Évidemment, on dira que c’est de l’émotion facile. Mais non. Il y a dans ce spectacle une rigueur, une sévérité, une retenue. Les lumières de Seymour Laval, qui signe également la scénographie (un sol gelé), les micros qui instaurent une distance, comme si tous ces gens étaient des fantômes, dans une nuit de brouillard et de givre, tout donne une densité dramatique à la représentation.

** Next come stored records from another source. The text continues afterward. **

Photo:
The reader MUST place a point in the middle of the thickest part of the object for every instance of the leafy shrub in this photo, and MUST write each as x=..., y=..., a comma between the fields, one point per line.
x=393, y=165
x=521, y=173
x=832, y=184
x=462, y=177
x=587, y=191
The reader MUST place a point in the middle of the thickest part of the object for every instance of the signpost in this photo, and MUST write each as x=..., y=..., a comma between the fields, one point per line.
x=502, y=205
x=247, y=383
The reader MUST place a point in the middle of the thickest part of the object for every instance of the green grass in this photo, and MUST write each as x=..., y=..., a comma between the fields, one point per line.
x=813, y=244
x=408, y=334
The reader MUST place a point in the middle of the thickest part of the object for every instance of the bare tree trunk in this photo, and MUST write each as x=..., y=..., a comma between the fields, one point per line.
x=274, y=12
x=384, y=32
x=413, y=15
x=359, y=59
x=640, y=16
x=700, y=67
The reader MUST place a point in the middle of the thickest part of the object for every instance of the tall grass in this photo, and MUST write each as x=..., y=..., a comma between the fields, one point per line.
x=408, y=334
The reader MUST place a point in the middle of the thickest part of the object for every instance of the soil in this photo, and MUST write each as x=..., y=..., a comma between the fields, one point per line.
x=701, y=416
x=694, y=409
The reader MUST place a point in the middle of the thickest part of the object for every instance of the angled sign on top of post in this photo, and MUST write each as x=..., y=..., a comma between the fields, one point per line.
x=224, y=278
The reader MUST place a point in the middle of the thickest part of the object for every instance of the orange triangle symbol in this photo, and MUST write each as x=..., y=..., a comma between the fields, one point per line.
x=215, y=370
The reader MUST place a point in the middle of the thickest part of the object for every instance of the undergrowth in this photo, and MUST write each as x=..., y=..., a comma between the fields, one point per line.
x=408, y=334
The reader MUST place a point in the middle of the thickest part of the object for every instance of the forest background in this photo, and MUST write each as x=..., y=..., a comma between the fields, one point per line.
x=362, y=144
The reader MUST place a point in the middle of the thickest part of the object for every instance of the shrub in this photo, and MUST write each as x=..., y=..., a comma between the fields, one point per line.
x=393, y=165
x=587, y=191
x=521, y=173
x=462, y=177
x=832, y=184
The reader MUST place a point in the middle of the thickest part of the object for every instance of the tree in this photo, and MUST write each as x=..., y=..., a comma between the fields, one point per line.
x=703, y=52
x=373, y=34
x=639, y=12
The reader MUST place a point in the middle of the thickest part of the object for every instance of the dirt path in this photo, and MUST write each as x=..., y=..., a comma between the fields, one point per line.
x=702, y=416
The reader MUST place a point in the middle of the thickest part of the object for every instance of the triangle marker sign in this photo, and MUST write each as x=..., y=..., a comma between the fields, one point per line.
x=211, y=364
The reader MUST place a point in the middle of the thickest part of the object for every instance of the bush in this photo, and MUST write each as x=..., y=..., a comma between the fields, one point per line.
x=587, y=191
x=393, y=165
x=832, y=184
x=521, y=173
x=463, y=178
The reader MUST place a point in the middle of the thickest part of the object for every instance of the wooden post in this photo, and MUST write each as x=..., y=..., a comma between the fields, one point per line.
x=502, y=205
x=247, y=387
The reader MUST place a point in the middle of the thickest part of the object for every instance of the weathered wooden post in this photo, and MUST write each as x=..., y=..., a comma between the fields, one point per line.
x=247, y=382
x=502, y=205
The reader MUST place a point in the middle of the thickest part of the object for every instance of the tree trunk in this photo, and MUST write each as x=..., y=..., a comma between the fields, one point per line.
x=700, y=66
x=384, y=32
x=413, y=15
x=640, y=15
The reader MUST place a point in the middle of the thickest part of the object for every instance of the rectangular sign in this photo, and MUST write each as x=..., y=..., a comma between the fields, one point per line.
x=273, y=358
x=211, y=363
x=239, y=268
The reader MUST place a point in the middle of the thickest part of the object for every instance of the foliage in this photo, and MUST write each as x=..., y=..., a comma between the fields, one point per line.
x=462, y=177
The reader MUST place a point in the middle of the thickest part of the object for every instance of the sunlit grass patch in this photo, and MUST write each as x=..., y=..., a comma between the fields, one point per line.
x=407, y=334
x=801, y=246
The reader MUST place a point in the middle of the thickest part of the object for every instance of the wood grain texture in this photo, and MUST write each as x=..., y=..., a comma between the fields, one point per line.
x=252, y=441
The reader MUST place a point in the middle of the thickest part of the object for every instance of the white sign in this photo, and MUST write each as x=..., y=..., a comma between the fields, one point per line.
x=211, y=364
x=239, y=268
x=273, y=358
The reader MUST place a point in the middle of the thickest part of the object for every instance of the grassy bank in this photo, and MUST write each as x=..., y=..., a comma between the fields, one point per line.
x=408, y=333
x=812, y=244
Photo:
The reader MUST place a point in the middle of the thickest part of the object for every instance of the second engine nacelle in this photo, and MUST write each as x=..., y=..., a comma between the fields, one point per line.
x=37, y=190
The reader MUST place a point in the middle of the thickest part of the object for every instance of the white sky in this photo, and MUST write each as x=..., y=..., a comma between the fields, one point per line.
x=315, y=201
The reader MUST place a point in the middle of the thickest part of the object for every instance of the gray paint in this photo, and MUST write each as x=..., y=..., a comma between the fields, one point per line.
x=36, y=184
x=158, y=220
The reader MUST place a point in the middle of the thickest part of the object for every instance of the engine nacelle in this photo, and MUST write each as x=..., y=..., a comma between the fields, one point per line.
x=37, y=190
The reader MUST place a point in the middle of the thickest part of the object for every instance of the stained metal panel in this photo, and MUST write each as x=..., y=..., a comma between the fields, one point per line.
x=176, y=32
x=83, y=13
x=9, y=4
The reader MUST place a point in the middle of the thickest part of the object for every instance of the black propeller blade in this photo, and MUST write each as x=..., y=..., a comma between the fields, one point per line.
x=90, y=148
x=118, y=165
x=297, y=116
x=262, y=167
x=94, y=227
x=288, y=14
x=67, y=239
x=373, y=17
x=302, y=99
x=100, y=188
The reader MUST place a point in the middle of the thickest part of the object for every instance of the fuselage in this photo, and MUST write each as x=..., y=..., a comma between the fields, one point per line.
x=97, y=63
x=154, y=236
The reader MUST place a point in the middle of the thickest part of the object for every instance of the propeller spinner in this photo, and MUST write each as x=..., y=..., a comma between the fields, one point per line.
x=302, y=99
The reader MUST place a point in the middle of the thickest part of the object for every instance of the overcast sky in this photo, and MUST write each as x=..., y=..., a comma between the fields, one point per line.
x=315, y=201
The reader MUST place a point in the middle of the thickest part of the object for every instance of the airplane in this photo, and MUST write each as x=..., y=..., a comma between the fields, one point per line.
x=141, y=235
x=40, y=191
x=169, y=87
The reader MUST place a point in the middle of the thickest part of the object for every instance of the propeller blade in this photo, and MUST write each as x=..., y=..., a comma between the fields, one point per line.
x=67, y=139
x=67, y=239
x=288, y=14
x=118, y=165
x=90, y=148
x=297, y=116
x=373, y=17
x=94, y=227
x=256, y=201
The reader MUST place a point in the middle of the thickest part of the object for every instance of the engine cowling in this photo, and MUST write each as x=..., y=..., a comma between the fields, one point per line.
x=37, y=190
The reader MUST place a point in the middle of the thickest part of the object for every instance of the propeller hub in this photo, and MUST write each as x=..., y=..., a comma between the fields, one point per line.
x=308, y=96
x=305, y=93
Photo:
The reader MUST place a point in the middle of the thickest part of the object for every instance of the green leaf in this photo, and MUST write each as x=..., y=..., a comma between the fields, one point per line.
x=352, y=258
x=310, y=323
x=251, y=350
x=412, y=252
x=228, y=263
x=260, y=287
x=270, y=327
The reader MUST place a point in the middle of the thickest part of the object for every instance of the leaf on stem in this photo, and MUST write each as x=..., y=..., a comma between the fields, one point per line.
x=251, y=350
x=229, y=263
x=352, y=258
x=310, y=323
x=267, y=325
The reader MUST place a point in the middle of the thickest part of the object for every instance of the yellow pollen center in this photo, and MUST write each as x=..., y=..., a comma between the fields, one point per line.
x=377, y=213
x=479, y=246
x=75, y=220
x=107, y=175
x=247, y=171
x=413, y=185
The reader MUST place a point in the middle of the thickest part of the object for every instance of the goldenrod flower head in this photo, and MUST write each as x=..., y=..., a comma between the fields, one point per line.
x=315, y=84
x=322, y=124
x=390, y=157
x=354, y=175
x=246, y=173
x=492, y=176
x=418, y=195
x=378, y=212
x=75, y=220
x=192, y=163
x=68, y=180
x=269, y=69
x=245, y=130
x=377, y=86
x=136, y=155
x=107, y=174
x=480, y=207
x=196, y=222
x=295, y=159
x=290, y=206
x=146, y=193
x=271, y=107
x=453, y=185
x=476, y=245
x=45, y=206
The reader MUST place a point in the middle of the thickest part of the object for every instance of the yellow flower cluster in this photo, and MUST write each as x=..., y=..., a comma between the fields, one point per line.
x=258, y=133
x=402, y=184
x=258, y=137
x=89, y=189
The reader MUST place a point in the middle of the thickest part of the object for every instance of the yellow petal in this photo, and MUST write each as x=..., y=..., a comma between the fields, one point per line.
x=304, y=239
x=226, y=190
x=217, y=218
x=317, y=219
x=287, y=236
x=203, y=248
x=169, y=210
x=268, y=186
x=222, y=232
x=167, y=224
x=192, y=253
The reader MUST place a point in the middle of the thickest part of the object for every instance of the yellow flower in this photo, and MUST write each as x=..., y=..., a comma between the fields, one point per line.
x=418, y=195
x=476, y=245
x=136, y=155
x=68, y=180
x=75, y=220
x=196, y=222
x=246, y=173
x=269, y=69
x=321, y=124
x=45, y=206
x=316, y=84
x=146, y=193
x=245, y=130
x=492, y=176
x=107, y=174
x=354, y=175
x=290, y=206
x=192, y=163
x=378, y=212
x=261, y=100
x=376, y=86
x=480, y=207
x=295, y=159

Catherine Hiegel, Dolorès Driscoll, la conductrice du bus, saisit le public. La première apparition est âpre, terrible ; elle revient à la fin, dans l’apaisement et le chagrin profond, auprès de Nicole Burnell. Carlo Brandt est prodigieux. Il est Billy Ansel, vétéran du Vietnam, un père contradictoire, blessé mais combattant, sachant ses faiblesses. Quel grand interprète ! Redjep Mitrovitsa est Mitchell Stephens, l’avocat au barreau de New York, bien intéressé par l’affaire. Retenue, sobriété, l’interprète impressionne. Quant à Judith Chemla, seule à avoir participé à la création, l’an dernier, et qui était déjà bouleversante, elle propose, en un long moment tout en nuances contradictoires, colère retenue, désespoir, vitalité, intelligence, une incarnation fascinante de cette adolescente aux jambes mortes.
Il y a là tous les thèmes qui obsèdent l’écrivain américain l’impossible paternité, la cruauté des adultes vis-à-vis des enfants, jusqu’à l’abus sexuel… Présent le soir de la générale, soulignant que c’était la première fois au monde qu’un de ses textes était adapté au théâtre, Russell Banks a loué la force de cette transposition, l’intelligence d’Emmanuel Meirieu et la fascinante et bouleversante interprétation des comédiens.
Théâtre des Bouffes-du-Nord (tél. 01.46.07.34.50, www.bouffesdunord.com), du mardi au samedi à 21 heures, matinée le samedi à 15 h 30 et dimanche 26 juin (dernière). Durée : 1 h 45. Le texte de Russell Banks est publié, comme toute son œuvre, aux éditions Actes Sud.